Going inside, I passed through a metal detector and more security guards and ushers than you would find back home. Stepping into the inner hallway, I felt as if I were attending a high-school play, standing in an aging institutional room with worn linoleum and tired paint, and bored-looking vendors selling popcorn, hot dogs and Coke. I walked into the arena and was surprised to see uniformed soldiers checking tickets. I flashed my ticket and hung a right on the cement floor, peering down at the stage. It took me a moment to realize the Boys were actually on stage because the buzz factor in the hall was rather low. I walked across the top of the lower section to the edge of occupied seats (the seats behind the stage were empty). I had a great view of both the band and the rather odd scene laid out in front of me.

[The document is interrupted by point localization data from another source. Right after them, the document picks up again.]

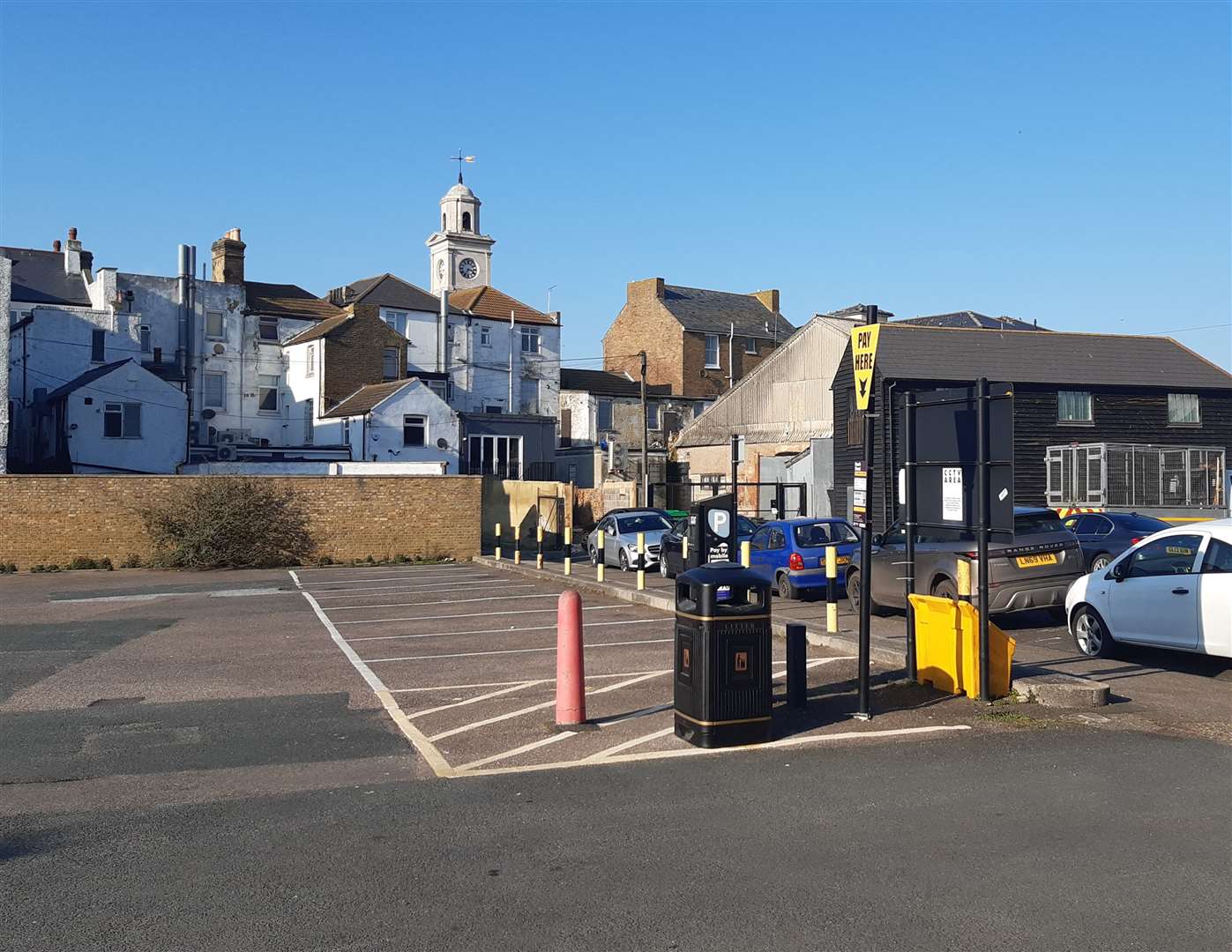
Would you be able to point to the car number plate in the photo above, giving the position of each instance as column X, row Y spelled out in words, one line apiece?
column 1027, row 562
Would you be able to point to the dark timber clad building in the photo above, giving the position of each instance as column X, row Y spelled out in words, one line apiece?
column 1101, row 420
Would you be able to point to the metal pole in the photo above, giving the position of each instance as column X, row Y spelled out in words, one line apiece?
column 982, row 531
column 909, row 524
column 862, row 710
column 646, row 440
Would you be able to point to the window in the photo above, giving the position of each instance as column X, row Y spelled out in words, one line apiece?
column 414, row 430
column 1183, row 409
column 1167, row 555
column 267, row 393
column 213, row 387
column 1073, row 406
column 530, row 394
column 390, row 363
column 123, row 420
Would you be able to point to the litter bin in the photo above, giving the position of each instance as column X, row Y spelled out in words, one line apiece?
column 722, row 657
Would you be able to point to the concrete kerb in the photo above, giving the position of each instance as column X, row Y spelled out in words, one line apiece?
column 880, row 651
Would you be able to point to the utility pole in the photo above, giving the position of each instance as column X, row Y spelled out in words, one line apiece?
column 646, row 439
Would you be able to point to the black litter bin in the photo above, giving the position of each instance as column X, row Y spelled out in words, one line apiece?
column 722, row 669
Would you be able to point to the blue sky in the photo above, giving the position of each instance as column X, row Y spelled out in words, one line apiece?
column 1064, row 163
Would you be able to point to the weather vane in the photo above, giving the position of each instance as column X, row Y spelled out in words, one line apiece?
column 459, row 158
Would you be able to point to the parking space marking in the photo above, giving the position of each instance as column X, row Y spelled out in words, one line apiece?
column 441, row 601
column 533, row 709
column 506, row 651
column 468, row 614
column 515, row 751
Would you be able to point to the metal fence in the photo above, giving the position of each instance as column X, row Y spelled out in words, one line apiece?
column 1131, row 474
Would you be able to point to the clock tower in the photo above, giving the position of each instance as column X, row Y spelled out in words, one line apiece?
column 461, row 255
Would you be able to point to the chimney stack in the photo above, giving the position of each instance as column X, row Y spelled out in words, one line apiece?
column 71, row 254
column 228, row 257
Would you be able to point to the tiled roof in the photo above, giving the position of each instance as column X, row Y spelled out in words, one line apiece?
column 365, row 398
column 917, row 353
column 971, row 319
column 39, row 278
column 286, row 301
column 609, row 384
column 487, row 302
column 713, row 312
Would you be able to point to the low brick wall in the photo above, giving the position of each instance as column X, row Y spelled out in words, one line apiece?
column 56, row 518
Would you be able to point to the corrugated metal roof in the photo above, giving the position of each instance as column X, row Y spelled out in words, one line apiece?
column 907, row 351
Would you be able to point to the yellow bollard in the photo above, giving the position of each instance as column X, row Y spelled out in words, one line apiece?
column 964, row 579
column 832, row 589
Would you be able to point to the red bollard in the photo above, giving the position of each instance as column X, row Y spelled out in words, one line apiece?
column 571, row 680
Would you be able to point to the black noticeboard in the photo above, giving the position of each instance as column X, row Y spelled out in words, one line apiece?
column 710, row 535
column 946, row 461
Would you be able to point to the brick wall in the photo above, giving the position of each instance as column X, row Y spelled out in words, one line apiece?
column 354, row 355
column 56, row 518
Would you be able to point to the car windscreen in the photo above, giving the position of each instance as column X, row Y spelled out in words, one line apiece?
column 1030, row 524
column 648, row 523
column 825, row 533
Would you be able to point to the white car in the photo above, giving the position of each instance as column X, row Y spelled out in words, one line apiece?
column 1170, row 590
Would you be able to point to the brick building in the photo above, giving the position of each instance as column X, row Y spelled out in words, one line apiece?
column 698, row 341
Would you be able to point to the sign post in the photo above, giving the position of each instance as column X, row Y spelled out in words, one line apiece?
column 863, row 355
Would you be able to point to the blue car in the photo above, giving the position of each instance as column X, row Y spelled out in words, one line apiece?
column 790, row 554
column 1104, row 536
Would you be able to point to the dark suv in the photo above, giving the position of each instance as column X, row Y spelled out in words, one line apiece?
column 1034, row 570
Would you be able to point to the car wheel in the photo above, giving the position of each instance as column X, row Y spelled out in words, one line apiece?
column 1091, row 635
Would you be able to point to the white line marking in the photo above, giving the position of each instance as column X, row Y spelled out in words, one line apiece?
column 700, row 751
column 443, row 601
column 428, row 751
column 475, row 700
column 534, row 707
column 523, row 749
column 509, row 651
column 505, row 684
column 632, row 743
column 472, row 614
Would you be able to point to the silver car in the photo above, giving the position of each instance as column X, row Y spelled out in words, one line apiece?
column 620, row 537
column 1033, row 570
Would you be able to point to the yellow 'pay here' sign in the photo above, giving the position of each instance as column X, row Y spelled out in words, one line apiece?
column 863, row 353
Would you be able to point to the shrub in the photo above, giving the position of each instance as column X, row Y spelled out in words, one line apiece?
column 227, row 523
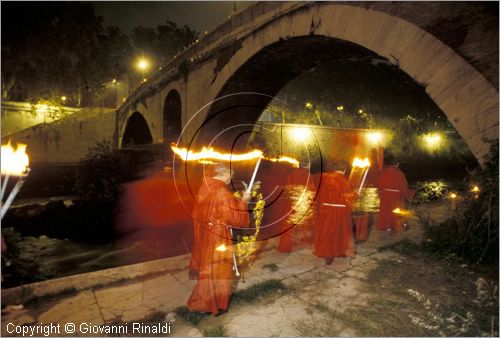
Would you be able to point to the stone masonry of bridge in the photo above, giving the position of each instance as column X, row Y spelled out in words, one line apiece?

The crowd was perfectly well behaved. Everyone was seated, many waving glow sticks as they swayed to the music. A large percentage sang along in English to hits like “I Want It That Way.” The floor held a fraction of the seats you would find in a similar-sized American venue. The back half was empty and huge aisles surrounded each section. There was 40-50 feet of empty gym floor between the stage and the first seats. About halfway down that distance, a red rope ran all the way across and around the sides of the stage. Ushers and soldiers were at each corner of each section.

Seeing no passage to the floor, I returned to the outer hall and headed toward the back of the arena, which seemed to be the entry point. Walking through the empty passageway, I took a good look around at the tired, peeling walls, trying to imagine what they had seen since the Gym opened in ’68. The place is due to be rahabbed in order to host volleyball and other sports in the 2008 Olympics.

Re-entering through a farther-back, lower entrance, I was just a few feet off the floor, but still separated from it. Seeing no opening, I hopped the railing. An usher approached. I jabbered meaninglessly, and he lost interest. For all the show of security, it seems that a Western guy moving with purpose was presumed to be okay. I circled around the back, cut through the center aisle and headed to the little VIP area, where I was to meet the promoter, an acquaintance who had invited me to the show. After a quick hello, I took in the show from my improved perch.

The Boys actually are very good at what they do, but their harmony-drenched, smooth pop R&B is pretty putrid to my rock and blues-oriented ears. Even when their popularity peaked nearly a decade ago, I was puzzled that such relatively old and grizzled guys towered as teeny-bop idols. Now, these are clearly the Backstreet Men. I kept thinking of The Simpsons’ Krusty the Clown puffing a cigarette and unhooking his girdle in his dressing room.

The Boys walked off stage with waves to polite applause. A few minutes later they came back out for an encore and launched into some painful faux rapping that nicely illustrated why their career is DOA at home and they are appearing in Beijing, Shanghai, Singapore, Bangkok and Manila. More interestingly, as soon as the final song began, a huge group of people in the second floor section got up in unison and ran to the red rope. The authorities didn’t flinch and no one attempted to breach the barrier, and I wondered just how spontaneous this was.

When the concert ended, the crowd applauded with a restrained enthusiasm that was hard for me to read. Perhaps they shared my opinion of the Boys. I joined the throngs calmly and politely filing out into the cold night. Inside the arena, no merchandise was for sale, but T-shirts and posters were widely available on the street outside the gate, where pandemonium reigned again.

On April 8, the Rolling Stones are making their first-ever China appearance, in Shanghai. I hope to make the 660-mile trip to wish Mick and Keef well. I just hope I can find the People’s Grand Stage without Mr. Lu.